HOW WAS IT MANUFACTURED?
Manufacturing processes are vast and varied. And despite that CBD is a consumable product, the USDA is only beginning to craft current good manufacturing practices for the cannabis industry, which means all the CBD on the market has been produced without federal oversight. So if you want to guarantee yourself a safe product and a product that you know contains what it claims, you have to know how your product was made. Iif you purchase CBD-infused foods, can the company explain the infusion process, and whether the CBD was produced using organic materials only? Can your local dispensary tell you whether the vaporizer cartridge you’re about to purchase is extracted with CO2 or distilled with ethanol? Companies should equip their employees to talk about these things intelligently, and if they can’t, I would recommend looking for an alternative supply. Some hemp products are made with solvents like butane that may not be the best choice for everyone. There’s definitely a safe and excellent hemp-based product on the market for you. The trick is finding the one you trust.
WHERE ARE THE TEST RESULTS?
You should have a lot of faith in the company that supplies your CBD products. But you should also be equipped to get information for yourself.

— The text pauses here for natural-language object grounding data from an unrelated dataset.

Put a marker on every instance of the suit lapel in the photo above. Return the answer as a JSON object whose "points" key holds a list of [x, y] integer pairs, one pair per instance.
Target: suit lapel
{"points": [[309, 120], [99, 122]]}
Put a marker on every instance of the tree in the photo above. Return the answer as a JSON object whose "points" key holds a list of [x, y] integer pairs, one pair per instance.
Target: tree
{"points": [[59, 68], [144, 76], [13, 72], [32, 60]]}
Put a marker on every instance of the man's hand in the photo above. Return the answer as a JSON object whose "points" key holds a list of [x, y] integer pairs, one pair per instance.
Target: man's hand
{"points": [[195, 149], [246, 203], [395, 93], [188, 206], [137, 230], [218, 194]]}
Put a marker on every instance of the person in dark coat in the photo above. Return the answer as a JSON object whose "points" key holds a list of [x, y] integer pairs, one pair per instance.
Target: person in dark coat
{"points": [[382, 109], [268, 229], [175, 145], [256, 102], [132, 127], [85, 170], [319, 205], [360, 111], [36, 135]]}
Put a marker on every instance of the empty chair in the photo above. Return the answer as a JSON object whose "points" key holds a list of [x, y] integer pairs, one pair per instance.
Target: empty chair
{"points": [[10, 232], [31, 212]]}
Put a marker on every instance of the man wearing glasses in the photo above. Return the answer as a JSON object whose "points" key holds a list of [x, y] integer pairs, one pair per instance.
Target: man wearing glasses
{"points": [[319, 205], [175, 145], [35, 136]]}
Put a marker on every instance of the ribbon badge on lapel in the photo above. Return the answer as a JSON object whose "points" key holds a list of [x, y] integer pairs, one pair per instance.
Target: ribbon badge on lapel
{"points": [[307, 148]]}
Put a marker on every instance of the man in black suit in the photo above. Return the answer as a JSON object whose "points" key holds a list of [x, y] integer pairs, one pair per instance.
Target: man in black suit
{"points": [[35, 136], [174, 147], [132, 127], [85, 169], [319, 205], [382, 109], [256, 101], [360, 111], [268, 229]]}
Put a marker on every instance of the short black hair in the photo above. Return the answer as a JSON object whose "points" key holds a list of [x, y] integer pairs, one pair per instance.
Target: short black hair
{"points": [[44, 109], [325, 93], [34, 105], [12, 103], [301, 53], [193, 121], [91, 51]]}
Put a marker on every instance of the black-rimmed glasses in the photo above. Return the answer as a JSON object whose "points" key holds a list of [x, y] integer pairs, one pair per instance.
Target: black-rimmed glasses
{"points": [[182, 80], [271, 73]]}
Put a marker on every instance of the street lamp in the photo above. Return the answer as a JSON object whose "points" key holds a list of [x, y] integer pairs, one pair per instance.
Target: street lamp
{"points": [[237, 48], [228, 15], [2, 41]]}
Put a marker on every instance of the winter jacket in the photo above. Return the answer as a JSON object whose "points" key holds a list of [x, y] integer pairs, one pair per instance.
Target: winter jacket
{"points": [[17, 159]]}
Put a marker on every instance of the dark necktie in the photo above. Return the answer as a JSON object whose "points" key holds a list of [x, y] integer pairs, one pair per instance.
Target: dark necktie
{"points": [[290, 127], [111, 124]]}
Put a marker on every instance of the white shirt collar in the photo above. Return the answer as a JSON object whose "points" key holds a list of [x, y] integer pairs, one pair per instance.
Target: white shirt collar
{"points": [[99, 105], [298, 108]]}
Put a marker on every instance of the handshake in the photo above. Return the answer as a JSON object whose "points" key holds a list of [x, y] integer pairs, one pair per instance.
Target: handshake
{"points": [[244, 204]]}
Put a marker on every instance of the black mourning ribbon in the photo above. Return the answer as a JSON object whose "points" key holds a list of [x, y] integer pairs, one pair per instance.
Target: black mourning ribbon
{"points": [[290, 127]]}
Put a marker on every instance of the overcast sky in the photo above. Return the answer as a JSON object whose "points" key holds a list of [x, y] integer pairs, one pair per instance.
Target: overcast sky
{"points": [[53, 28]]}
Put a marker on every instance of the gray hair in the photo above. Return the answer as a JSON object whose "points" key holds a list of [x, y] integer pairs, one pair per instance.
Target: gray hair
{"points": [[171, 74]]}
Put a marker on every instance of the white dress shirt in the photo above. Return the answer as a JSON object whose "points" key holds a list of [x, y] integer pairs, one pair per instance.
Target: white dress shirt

Ask your supplier if they have access to certificates of analysis for their hemp supply or from any hemp-derived material in their supply chain. Most CBD manufacturers and growers will make these available to their various distributors and buyers. Our company does not purchase any hemp material without tests from three distinct and reputable testing labs, and we hold ourselves to the same standard.
CBD is an amazing cannabinoid that may have excellent health and wellness benefits. More research is needed to be sure, but limited research is showing positive things about it and other cannabinoids we’re only beginning to discover. Our ability to extract and transform these beneficial compounds in creative, healthful and enjoyable ways is a testament to human ingenuity. Ask these questions and educate yourself to enjoy the best of what hemp-derived products can offer.